[UPDATE: there's a lot more to light and color science than I perhaps inaccurately get at in this post. Also, try color transforms and comparisons (if the latter is possible?) in Oklab.]
It turns out that all of the digital color models in wide use are often bad for figuring out which of any two colors are "nearest," according to humans.
Sometime in my web meanderings, I stumbled on information about the CIECAM02 color model (and space), including a Python library that uses it and a (gee-wow astonishing at what it can do with color) free Photoshop-compatible plugin that manipulates images in that space. [EDIT 2020-10-07: link to that plugin down and I can't find the plugin on the open web anymore. Here's a link to my own copy of it (in a .zip archive)] If you do color adjustments on images using an application that's compatible with Photoshop plugins (a lot of programs are), go get and install that plugin now! Also: a CIECAM02 color space browser app (alas, Windows only it seems?).
I wrote a Python script that uses that library to sort any list of RGB colors (expressed in hex) so that every color has the colors most similar to it next to it. (Figuring out an algorithm that does this broke my brain–I guess in a good way.) (I also wrote a bash script that runs it against all .hexplt files (a palette file format which is one RGB hex color per line) in a directory.)

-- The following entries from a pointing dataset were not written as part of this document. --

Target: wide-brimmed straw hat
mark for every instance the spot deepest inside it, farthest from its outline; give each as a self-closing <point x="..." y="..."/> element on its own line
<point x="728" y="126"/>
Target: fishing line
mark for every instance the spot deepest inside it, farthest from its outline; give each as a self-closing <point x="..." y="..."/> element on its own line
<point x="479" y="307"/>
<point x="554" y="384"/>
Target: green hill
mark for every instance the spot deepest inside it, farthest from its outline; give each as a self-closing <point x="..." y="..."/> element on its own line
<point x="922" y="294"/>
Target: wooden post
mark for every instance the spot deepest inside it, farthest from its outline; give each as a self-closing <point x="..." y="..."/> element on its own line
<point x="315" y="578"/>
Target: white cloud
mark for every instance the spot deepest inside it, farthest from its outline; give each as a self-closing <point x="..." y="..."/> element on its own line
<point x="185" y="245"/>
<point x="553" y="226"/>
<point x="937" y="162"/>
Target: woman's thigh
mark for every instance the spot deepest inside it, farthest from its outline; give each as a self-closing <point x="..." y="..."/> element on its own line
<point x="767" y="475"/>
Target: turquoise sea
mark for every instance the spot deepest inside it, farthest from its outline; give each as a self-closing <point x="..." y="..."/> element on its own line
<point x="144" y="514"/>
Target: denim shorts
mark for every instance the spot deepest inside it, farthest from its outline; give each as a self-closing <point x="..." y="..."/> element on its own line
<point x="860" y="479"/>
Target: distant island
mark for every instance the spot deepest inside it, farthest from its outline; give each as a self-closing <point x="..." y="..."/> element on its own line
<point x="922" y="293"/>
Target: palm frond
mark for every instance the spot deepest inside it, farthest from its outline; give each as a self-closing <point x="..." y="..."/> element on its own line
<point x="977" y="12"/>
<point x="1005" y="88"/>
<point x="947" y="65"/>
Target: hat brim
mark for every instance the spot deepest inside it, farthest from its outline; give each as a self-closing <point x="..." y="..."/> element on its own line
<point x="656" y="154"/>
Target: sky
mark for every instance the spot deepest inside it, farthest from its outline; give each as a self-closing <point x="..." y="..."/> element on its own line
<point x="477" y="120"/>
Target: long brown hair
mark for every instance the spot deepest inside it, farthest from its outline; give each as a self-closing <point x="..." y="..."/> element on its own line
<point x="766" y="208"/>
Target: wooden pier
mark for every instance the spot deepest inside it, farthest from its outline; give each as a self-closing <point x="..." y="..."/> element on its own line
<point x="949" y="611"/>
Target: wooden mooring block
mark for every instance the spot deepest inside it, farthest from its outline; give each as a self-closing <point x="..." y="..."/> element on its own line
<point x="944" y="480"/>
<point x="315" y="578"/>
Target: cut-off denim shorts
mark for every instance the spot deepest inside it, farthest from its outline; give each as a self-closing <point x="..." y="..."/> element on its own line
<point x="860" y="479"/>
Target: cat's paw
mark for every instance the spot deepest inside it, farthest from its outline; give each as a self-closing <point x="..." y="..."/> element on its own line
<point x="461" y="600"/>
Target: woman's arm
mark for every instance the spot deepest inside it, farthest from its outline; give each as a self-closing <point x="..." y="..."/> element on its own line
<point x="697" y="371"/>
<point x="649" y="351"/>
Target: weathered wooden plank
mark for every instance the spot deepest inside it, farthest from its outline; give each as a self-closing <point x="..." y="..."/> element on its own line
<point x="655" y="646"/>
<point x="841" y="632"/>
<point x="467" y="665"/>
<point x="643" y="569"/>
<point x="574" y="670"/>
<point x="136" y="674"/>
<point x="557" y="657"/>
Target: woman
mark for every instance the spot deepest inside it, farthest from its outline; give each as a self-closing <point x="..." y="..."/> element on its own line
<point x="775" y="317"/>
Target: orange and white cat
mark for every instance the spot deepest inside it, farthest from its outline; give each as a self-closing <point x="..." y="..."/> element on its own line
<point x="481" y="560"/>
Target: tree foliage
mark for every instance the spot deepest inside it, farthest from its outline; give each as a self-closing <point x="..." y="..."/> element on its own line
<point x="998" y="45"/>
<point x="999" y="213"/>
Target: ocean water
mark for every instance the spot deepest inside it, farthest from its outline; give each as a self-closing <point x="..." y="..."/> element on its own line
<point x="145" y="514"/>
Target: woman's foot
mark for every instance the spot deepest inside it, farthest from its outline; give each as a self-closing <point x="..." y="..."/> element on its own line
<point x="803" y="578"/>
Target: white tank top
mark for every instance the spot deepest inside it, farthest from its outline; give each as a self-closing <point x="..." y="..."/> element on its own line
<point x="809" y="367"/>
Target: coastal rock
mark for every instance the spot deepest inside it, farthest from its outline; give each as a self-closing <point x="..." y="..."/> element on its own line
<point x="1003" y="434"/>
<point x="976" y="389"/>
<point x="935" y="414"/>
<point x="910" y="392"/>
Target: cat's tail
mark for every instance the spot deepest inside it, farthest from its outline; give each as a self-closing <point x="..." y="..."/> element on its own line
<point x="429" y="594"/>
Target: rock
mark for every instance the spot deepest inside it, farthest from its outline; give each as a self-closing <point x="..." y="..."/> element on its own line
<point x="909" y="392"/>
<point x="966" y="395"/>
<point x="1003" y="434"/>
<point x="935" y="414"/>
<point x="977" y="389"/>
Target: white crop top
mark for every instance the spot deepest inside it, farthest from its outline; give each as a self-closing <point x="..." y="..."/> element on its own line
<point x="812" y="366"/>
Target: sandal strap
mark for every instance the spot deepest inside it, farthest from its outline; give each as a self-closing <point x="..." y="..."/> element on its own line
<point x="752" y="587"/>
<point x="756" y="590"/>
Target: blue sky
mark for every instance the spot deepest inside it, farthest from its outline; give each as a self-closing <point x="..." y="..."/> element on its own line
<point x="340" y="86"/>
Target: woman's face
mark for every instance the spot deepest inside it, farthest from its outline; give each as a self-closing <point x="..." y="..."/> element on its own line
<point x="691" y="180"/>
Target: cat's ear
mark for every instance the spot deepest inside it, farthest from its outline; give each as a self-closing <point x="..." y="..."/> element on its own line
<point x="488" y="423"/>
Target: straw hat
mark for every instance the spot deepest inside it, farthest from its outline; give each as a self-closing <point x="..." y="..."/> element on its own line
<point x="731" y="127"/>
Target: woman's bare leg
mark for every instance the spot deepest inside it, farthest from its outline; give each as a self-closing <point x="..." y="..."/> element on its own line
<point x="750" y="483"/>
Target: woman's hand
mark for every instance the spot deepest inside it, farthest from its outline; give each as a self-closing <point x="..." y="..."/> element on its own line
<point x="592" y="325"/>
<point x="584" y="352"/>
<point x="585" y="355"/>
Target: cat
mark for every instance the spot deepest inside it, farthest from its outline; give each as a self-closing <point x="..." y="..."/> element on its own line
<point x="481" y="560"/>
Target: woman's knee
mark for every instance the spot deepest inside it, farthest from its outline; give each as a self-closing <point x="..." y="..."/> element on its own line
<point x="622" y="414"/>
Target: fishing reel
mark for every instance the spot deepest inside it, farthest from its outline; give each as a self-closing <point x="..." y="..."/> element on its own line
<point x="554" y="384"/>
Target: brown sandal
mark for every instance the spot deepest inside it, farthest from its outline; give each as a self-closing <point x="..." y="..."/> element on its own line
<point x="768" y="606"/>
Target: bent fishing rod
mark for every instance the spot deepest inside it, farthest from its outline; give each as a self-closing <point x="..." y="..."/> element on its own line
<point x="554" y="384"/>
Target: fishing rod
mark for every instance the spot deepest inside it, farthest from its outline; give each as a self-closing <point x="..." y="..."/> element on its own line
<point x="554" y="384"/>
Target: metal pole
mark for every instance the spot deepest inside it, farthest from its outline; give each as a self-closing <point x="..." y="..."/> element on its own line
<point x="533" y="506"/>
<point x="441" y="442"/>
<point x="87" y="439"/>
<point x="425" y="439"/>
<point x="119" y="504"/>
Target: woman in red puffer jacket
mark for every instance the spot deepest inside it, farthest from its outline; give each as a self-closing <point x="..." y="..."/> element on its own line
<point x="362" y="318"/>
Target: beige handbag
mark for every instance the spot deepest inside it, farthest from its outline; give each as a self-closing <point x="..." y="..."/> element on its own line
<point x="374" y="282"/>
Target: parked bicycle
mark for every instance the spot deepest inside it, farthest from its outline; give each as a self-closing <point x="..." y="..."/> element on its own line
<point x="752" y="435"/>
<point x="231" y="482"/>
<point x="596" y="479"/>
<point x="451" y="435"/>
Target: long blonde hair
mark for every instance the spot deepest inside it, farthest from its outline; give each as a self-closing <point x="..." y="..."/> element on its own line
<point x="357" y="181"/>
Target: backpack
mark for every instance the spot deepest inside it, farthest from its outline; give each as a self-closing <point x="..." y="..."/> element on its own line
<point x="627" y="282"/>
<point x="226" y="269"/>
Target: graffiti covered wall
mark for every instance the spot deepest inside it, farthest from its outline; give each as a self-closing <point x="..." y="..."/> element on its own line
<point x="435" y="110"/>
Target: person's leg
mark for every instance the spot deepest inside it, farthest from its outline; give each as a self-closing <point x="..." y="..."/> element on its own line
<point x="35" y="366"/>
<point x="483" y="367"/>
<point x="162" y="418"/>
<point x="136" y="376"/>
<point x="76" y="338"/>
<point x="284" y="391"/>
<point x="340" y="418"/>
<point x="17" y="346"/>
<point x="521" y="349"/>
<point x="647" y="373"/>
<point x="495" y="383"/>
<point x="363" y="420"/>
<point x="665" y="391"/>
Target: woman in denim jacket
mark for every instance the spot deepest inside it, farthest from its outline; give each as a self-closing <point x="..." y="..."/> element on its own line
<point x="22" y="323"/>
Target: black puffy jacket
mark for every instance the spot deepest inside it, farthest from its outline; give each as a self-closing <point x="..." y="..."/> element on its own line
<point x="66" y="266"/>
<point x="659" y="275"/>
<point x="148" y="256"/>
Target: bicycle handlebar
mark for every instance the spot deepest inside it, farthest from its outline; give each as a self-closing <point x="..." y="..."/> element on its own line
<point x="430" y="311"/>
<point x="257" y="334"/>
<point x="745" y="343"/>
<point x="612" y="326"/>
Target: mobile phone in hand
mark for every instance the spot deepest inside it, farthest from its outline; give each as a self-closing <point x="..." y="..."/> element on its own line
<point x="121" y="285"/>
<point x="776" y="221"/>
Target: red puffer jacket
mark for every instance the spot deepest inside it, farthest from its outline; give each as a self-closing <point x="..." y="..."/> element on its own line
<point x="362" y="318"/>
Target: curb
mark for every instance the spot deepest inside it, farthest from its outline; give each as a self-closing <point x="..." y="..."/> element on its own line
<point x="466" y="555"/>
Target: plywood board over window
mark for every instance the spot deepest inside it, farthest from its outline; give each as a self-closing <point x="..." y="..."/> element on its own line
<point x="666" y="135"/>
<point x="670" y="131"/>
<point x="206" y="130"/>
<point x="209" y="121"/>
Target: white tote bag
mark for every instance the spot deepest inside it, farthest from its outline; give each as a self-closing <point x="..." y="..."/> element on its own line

The results are better than any other color sorting I've found, possibly better than what very perceptive humans could accomplish with complicated arrays of color.
Here's an image of Prismacolor marker colors, in the order that results from sorting by this script (the order is left to right, top to bottom) :
For before/after comparison, here is an image from the same palette, but randomly sorted; the script can turn this ordering of the palette into the above much more contiguous-appearing:
(It's astonishing, but it seems like any color in that palette looks good with any other color in it, despite that the palette comprises every basic hue, and many grays and some browns. They know what they are doing at Prismacolor. I got this palette from my cousin Daniel Bartholomew, who uses those colors in his art, which you may see over here and here.)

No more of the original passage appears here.